04 March 2014

Benjamin Butler, Grandma, and Exhaustive Searches

"Reasonably exhaustive research---emphasizing original records...for all evidence that might answer a genealogist's question...." (p. 1  of 50th anniversary edition of Board for Certification of Genealogists' Genealogy Standards ).


I am inclined to think that "reasonably exhaustive searches" are very relative to the problem at hand. If I am searching for the death date of my grandmother in Bradenton, Florida, in 2008, how exhaustive should that search be? Do I need to see "everything" such as:

  • death certificate
  • funeral home records
  • business records of the "retirement community" where she lived
  • social security death index entry
  • tombstone
In the case of my grandmother, I may have an interest in all those records, just because of "what else they might say." But if I'm documenting the death of a more distant cousin who also died in Florida in 2008, do I need all that? 

Probably not. There's the issue of time and money. In most cases in this time period, the death certificate or maybe the social security death index entry will suffice. Could they be incorrect? Yes. But as long as I completely cite the source I have used someone else will be able to judge the reliability of my information. I just don't think it is possible to research "everything" on "everyone." There's a limit to how much I can spend, how much time I have to research, and how much information I can process. 

And in the case of Grandma, how much of that information is really repeated? Most likely (with the exception of transcription or typographical errors) the information on the death certificate, funeral home records, social security death index, and tombstone all have the same "original" informant. 

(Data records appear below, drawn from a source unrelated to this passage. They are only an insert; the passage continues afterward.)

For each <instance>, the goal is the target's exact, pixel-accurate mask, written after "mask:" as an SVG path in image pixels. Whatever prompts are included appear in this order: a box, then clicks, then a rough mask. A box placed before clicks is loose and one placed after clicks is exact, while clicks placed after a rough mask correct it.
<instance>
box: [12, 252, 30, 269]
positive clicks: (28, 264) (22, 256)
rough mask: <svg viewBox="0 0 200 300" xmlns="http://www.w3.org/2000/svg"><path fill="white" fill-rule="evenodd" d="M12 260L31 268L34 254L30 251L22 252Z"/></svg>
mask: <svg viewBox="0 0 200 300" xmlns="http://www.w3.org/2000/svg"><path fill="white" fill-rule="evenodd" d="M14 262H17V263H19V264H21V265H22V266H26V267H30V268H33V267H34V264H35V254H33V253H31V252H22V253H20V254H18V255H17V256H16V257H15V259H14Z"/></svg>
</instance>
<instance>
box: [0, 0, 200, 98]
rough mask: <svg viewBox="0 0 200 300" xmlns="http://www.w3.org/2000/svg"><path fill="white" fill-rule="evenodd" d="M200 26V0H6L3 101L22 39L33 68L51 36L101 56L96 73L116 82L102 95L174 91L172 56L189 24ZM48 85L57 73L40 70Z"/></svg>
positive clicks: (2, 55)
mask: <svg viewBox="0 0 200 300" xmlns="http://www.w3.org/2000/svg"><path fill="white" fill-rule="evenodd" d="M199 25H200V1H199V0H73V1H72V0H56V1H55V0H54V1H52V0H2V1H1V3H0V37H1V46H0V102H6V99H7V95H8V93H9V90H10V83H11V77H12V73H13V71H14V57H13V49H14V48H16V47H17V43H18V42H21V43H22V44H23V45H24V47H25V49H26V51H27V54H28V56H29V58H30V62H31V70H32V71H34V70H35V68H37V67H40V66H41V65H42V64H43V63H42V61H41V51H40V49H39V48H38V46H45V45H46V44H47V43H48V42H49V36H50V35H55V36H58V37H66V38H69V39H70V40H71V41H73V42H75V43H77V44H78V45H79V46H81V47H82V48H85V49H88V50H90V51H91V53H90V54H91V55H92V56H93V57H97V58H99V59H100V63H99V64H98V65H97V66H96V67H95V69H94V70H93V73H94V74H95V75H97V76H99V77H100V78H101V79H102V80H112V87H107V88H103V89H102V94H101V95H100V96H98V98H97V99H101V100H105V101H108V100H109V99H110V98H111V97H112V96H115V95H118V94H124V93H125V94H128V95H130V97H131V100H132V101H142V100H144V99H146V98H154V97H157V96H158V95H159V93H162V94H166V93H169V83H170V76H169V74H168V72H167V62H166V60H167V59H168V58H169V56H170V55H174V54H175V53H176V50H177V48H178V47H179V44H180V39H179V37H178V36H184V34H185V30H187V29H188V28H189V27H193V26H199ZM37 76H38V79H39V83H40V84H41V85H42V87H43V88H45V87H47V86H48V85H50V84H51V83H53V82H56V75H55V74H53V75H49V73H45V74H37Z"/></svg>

Are there cases where I want to go totally all out to be exhaustive?

Yes. 

I'll get every piece of information I can on Benjamin Butler who was born about 1819 in New York State and lived in Michigan, Ontario, Kansas, Nebraska, Iowa, and Missouri before dying in the 1880s. Benjamin is an entirely different problem in an entirely different time period. In his case, when I think of an exhaustive search, I think of totally, get everything, no stone unturned, try and research every neighbor and associate kind of research.

That's not necessary on Grandma or on most people who died in 2008. Some perhaps, but all. 

When records are scant, less direct, and less detailed, exhaustion is important. I don't think it's always necessary on more recent individuals. But like everything else--what's "exhaustive" is situational.

Exhaustive searches on people who don't need exhaustive searches leaves my brain and my wallet exhausted.

And that makes it more difficult to research the early 19th century New York natives like good ol' Benjamin.